Im zweiten Finallauf war nämlich keine Starterin schneller als die gebürtige Coburgerin, die viele Jahre für den LAV Neustadt in die Spikeschuhe schlüpfte. Das Läufer-ABC lernte sie einst bei der Coburger Turnerschaft. Ihr erster Trainer war Ulrich Zetzmann.
Die Außenbahn im A-Lauf von Fürth brachte ihr letzte Woche also das erhoffte Glück. Endlich. Sie steigerte ihre persönliche Bestzeit erst im Vorlauf auf 25:88 Sekunden und wenig später im Finale sogar auf die Goldmedaille bringenden 25:28.


Zusätzliches Adrenalin im Finale

"Ich wollte eigentlich nur eine Medaille holen. Bronze hatte ich mir vorgenommen. Dass es dann sogar zu Gold reicht - da bin ich selbst überrascht und kann mir diese tolle Zeit noch gar nicht richtig erklären. Wahrscheinlich war es das zusätzliche Adrenalin im Finale".
Bei der süddeutschen Meisterschaft vor einigen Wochen in München deutete die "Vollblut-Sprinterin" - die auch schon zur Wahl als Sportlerin des Jahres der Stadt Neustadt stand ("...aber gewählt haben sie mich leider nicht", schmunzelt Vetter) - mit 26,20 Sekunden bereits an, dass mit ihr zu rechnen ist. Doch wirklich auf dem Zettel für den Sieg bei der "Bayerischen" in Fürth hatten selbst die Insider das Energiebündel aus Passau nicht. Sie ließ alle Favoriten, auch Franziska Wahl vom Gastgeber LAC Quelle Fürth, in ihrem couragierten "Sturz-Rennen" hinter sich.
Natürlich war sie stolz "wie Oskar", als sie bei der Siegerehrung mit Gold geschmückt wurde und ihren bisher größten Erfolg ihrer Karriere feierte.

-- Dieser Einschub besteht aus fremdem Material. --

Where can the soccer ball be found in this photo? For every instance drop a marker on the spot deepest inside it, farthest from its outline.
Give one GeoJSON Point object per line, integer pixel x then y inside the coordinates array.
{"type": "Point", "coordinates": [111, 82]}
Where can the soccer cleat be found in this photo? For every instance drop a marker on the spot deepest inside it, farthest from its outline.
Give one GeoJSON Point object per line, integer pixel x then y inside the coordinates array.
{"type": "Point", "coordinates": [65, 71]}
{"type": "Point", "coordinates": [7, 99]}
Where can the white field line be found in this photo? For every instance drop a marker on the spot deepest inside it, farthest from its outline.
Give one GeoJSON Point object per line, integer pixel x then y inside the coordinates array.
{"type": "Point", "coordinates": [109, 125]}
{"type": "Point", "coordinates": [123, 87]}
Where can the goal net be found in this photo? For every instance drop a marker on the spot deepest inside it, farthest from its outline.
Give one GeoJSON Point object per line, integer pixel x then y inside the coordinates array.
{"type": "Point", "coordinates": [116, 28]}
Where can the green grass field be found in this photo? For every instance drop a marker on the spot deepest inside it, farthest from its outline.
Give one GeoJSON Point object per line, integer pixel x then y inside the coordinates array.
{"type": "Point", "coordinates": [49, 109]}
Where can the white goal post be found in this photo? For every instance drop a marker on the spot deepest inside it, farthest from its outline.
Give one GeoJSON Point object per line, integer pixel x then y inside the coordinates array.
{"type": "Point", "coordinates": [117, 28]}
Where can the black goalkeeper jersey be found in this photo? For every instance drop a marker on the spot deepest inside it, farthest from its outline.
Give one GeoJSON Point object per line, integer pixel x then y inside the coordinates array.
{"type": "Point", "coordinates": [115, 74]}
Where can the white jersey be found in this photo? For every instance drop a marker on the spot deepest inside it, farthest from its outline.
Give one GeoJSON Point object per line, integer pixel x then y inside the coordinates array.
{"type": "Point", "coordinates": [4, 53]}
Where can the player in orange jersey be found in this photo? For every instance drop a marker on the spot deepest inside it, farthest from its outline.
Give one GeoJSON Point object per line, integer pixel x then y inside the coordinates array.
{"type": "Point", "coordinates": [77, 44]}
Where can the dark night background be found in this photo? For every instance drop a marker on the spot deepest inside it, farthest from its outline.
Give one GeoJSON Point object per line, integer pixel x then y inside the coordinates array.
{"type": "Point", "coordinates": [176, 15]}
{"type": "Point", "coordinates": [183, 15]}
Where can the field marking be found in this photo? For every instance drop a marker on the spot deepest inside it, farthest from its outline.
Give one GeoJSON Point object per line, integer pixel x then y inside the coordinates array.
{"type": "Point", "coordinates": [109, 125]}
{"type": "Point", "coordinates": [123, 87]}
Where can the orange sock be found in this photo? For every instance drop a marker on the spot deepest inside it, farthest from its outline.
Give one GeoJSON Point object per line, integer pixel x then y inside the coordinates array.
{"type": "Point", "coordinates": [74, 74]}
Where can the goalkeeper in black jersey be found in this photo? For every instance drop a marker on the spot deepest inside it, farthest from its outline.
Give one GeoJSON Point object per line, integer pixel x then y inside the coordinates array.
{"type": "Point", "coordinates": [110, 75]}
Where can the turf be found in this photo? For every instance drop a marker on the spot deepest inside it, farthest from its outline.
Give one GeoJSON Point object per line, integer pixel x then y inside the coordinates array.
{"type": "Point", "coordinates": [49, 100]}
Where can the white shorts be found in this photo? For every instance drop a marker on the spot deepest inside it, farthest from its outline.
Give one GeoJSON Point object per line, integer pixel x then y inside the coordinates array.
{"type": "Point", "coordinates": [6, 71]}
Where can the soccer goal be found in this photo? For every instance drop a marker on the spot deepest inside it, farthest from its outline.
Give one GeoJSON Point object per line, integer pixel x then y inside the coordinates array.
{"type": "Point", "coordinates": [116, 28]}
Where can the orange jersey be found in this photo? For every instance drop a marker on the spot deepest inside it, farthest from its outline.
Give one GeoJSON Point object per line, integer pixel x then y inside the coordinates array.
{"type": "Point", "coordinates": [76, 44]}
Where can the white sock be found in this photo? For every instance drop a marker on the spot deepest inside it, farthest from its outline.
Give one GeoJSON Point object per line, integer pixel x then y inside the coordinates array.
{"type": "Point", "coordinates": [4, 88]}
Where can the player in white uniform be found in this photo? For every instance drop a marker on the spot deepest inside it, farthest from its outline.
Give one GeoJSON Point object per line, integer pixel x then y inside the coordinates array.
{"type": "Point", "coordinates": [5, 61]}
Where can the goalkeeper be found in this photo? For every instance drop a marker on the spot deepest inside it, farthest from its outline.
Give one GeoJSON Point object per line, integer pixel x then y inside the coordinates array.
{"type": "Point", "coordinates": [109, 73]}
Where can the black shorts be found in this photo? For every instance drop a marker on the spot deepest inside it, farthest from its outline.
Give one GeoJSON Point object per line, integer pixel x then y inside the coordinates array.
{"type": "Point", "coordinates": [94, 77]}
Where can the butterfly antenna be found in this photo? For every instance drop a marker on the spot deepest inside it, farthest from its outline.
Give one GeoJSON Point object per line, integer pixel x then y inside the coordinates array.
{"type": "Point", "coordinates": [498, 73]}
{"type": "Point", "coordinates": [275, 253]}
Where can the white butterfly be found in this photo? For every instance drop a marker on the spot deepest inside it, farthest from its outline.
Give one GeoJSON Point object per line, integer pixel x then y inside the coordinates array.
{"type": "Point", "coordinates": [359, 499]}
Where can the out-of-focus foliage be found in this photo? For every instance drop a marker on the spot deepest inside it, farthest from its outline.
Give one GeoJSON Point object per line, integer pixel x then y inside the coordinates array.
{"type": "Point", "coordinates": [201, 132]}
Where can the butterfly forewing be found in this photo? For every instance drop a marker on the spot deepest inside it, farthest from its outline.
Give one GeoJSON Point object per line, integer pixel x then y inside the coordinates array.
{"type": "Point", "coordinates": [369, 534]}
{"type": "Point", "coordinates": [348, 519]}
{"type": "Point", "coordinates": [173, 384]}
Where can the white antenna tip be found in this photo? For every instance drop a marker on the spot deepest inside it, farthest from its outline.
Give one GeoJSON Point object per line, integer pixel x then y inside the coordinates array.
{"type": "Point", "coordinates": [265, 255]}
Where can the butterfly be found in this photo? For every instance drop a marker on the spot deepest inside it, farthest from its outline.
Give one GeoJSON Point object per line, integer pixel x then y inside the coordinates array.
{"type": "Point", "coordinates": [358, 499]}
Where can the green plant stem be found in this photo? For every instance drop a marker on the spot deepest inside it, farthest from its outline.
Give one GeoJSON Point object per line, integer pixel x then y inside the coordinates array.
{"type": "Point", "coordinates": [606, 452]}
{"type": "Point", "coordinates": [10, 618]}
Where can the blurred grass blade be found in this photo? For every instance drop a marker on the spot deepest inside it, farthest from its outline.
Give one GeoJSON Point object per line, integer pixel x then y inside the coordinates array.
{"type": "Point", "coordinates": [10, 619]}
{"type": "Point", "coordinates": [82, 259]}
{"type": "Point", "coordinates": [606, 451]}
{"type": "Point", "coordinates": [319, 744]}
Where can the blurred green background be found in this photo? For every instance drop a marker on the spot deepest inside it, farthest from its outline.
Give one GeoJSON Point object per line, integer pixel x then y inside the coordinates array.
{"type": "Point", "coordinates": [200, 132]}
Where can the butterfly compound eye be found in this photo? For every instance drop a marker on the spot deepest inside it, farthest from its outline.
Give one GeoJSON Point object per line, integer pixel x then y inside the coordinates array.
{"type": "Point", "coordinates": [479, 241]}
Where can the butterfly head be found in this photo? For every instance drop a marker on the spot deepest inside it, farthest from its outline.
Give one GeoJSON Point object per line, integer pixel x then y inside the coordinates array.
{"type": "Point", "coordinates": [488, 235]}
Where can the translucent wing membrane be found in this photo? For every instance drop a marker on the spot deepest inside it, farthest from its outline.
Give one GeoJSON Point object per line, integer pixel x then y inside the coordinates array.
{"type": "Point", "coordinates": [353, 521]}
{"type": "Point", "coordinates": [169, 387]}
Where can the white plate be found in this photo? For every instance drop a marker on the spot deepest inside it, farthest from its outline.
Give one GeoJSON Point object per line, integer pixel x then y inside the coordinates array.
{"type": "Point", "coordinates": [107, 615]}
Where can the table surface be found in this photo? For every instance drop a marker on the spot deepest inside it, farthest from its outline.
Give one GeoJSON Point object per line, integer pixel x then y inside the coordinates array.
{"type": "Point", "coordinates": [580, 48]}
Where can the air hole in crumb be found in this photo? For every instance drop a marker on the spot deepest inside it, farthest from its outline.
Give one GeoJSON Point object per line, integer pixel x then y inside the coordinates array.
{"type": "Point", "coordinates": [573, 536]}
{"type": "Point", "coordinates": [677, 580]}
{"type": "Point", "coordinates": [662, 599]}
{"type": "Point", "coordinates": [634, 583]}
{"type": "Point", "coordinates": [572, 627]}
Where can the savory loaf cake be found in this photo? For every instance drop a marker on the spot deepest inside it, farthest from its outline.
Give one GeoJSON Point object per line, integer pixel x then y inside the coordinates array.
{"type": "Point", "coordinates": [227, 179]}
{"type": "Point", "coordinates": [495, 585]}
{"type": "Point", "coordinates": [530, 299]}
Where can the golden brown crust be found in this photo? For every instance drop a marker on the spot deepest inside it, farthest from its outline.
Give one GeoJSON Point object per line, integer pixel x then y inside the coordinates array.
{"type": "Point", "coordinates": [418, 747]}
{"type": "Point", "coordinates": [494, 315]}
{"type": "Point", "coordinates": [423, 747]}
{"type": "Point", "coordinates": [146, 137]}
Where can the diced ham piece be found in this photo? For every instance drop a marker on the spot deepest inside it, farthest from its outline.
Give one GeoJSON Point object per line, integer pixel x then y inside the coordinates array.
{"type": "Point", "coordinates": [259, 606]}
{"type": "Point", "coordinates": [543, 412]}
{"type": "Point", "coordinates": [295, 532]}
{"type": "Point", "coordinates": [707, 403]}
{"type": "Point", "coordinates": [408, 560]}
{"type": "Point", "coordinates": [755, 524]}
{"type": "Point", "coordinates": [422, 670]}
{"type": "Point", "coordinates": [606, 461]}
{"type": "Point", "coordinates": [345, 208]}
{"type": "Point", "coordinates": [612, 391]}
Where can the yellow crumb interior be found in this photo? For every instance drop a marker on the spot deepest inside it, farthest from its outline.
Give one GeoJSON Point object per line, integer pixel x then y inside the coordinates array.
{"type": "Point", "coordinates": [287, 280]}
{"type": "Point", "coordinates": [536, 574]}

Lange Zeit für Neustadt am Start

Lange Zeit stand ihre Bestzeit "nur" bei 26,40 Sekunden. 2011 lief sie diese Marke über 200 Meter noch im Trikot des LAV Neustadt, seit Anfang diesen Jahres startet sie allerdings für den 1. FC Passau. Der Hintergrund ist klar: Sie studiert in der Drei-Flüsse-Stadt, trainiert dort vier bis fünf Mal in der Woche und will ihre Zeiten - auch über die anderen Distanzen - sukzessive verbessern.


"Rotschopf" mit Politikwissen

Derzeit ist der hübsche Rotschopf, der seine Wurzeln im Neustadter Stadtteil Wildenheid hat, weil von dort ihre Großeltern und ihr Vater stammen, im zweiten Semester, baut an der Universität ihren Master: "European Studies", sie interessiert sie also vor allem für Politik und Kommunikation. Und die junge Frau hat eine klare Meinung zum neuen amerikanischen Präsidenten Donald Trump: "Es ist beängstigend und erschreckend, wenn jemand, der sich öffentlich rassistisch äußert und gegen Minderheiten wettert, gewählt wird. Dabei hat er ja gar nicht die wirkliche Mehrheit in Amerika bekommen".
Auch den SPD-Kanzlerkandidaten Martin Schulz sieht sie durchaus kritisch: "Der muss sich jetzt erst einmal beweisen. Bisher hat er national ja noch keine Rolle gespielt, doch als Europa-Politiker ist er ganz klar gegen viele AfD-Ansichten und das ist natürlich gut so". Für Schulz und die SPD werde es bis zur Bundestagswahl sicher kein Sprint, eher ein Marathonlauf. Wer dann am Ende jemand stürzt oder gestürzt wird, das kann und will Tina Vetter jetzt aber nicht prophezeien.